Friday, August 17, 2007
No. 109: Loaded
Band: Velvet Underground
Album: Loaded
Why Rolling Stone gets it right: While not the band's most groundbreaking work or its rawest, "Loaded" is a beautiful coda to one of the most influential bands of the 60s. "Sweet Jane" and "Rock and Roll" were played on radio a great deal, "Who Loves The Sun?" was on the soundtrack to a big-time movie and "I Found A Reason" found a second life as Cat Power's greatest cover.
Why Rolling Stone gets it wrong: I'm not sure RS has it wrong. "Loaded" isn't the first album, but the combination of radio-friendliness and the weight of the band puts "Loaded" up there.
Best song: My favorite song on the album is probably "Who Loves The Sun?" if only because it's all about juxtaposition. One of the more twee songs in 1970, the lyrics are delightfully dark.

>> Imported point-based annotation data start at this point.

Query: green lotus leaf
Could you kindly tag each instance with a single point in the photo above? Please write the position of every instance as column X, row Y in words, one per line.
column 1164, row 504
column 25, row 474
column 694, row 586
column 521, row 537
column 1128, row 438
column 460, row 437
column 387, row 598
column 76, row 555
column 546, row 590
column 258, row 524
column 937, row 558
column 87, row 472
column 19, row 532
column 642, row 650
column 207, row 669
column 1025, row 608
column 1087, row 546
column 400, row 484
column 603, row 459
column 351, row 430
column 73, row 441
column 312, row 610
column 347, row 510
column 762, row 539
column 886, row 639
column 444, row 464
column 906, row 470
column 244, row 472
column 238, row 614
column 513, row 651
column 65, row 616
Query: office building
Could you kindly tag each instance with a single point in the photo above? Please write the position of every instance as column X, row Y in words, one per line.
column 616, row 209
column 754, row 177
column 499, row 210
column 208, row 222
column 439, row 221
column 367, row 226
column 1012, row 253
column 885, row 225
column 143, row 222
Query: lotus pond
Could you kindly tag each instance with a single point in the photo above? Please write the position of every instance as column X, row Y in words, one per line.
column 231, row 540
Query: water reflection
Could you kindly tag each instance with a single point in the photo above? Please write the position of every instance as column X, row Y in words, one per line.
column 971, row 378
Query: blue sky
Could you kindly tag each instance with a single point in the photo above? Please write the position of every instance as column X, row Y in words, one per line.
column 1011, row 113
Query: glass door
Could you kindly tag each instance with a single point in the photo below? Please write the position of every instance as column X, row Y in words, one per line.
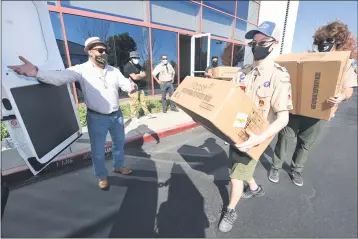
column 200, row 54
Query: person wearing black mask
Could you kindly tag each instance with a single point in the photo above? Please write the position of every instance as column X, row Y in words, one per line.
column 214, row 63
column 134, row 71
column 268, row 85
column 305, row 130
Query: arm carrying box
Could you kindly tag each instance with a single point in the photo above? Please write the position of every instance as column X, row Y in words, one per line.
column 314, row 78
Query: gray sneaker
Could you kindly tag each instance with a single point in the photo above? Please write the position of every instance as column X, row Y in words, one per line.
column 297, row 178
column 248, row 193
column 228, row 220
column 274, row 175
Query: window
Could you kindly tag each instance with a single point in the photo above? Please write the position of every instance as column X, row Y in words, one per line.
column 184, row 55
column 165, row 43
column 225, row 6
column 223, row 50
column 53, row 3
column 217, row 23
column 242, row 9
column 136, row 10
column 240, row 30
column 57, row 29
column 180, row 14
column 253, row 12
column 121, row 39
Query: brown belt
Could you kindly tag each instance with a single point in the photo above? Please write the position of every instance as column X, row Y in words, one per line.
column 98, row 113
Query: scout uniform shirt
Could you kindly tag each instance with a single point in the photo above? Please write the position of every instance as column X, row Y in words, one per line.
column 166, row 72
column 268, row 85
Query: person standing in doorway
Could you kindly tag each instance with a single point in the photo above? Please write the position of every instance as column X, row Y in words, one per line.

Worst song: I'm not in love with "Cool It Down."
Is it awesome?: Absolutely. It's the record that non-Velvets fans have to have.

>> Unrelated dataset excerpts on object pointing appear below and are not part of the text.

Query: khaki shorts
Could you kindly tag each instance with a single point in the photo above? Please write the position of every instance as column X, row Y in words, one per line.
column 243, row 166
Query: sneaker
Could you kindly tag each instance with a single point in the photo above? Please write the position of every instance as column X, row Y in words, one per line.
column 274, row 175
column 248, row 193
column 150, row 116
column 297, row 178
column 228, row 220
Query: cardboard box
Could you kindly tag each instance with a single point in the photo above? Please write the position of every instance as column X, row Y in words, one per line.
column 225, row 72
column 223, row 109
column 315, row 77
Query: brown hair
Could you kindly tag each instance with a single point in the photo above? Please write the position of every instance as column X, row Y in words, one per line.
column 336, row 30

"Loaded" is named as such because the record company reportedly wanted an album "loaded with hits" from the band. Reed, ever the sellout, decided to comply and stacked the album with radio-friendly song after radio-friendly song. It's strange to think that "Loaded" is a sellout album, but that's exactly what it was. Mo Tucker was taking care of her newborn, John Cale was long gone. It was a different group.
And the album teeters a weird line. It's nowhere near the experimentation of the earlier records (no Cale viola, no raucous feedback), but it was still the Velvets, so it didn't sell. At all. Reviewers didn't like it.

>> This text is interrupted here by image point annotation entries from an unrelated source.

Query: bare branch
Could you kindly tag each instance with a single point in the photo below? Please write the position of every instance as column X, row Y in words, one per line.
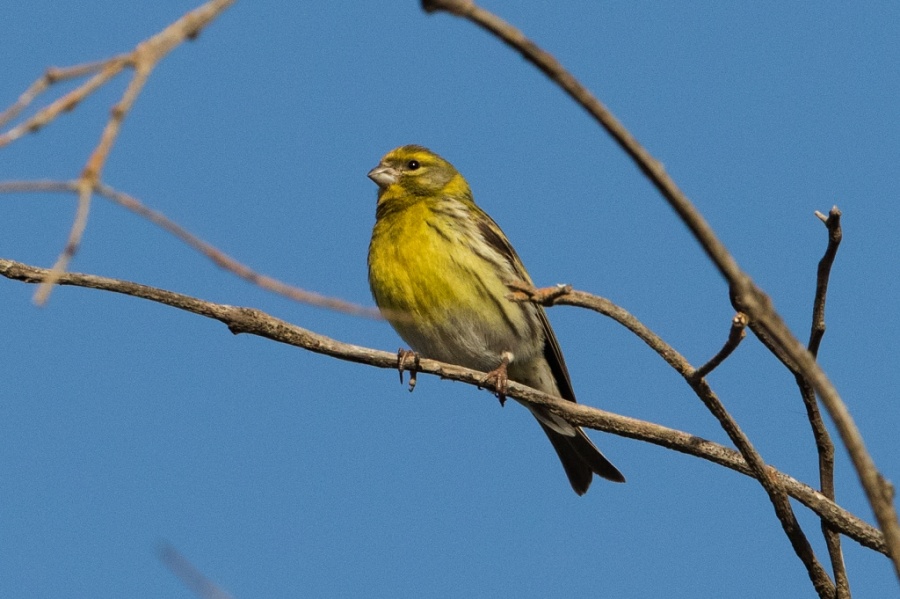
column 217, row 256
column 143, row 59
column 735, row 336
column 255, row 322
column 776, row 492
column 746, row 296
column 193, row 578
column 824, row 445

Everyone come around since. The Velvets are deified by most critics now -- rightfully so, for the most part -- and listening to the songs, the critics are correct. "Who Loves The Sun?" is Belle & Sebastian before B+S existed, "Rock and Roll" is the kind of jukebox heroism that rock has relied on forever, "Sweet Jane" is classic love-ish song that still resonates and "Oh! Sweet Nuthin'" is classic Reed ballad.
The label tinkered with a lot of the production and sequencing, mostly because Reed had left the band towards the end of recording, though the 1997 re-release has fixed most of that. It's fantastic album, with or without Reed's wishes being granted.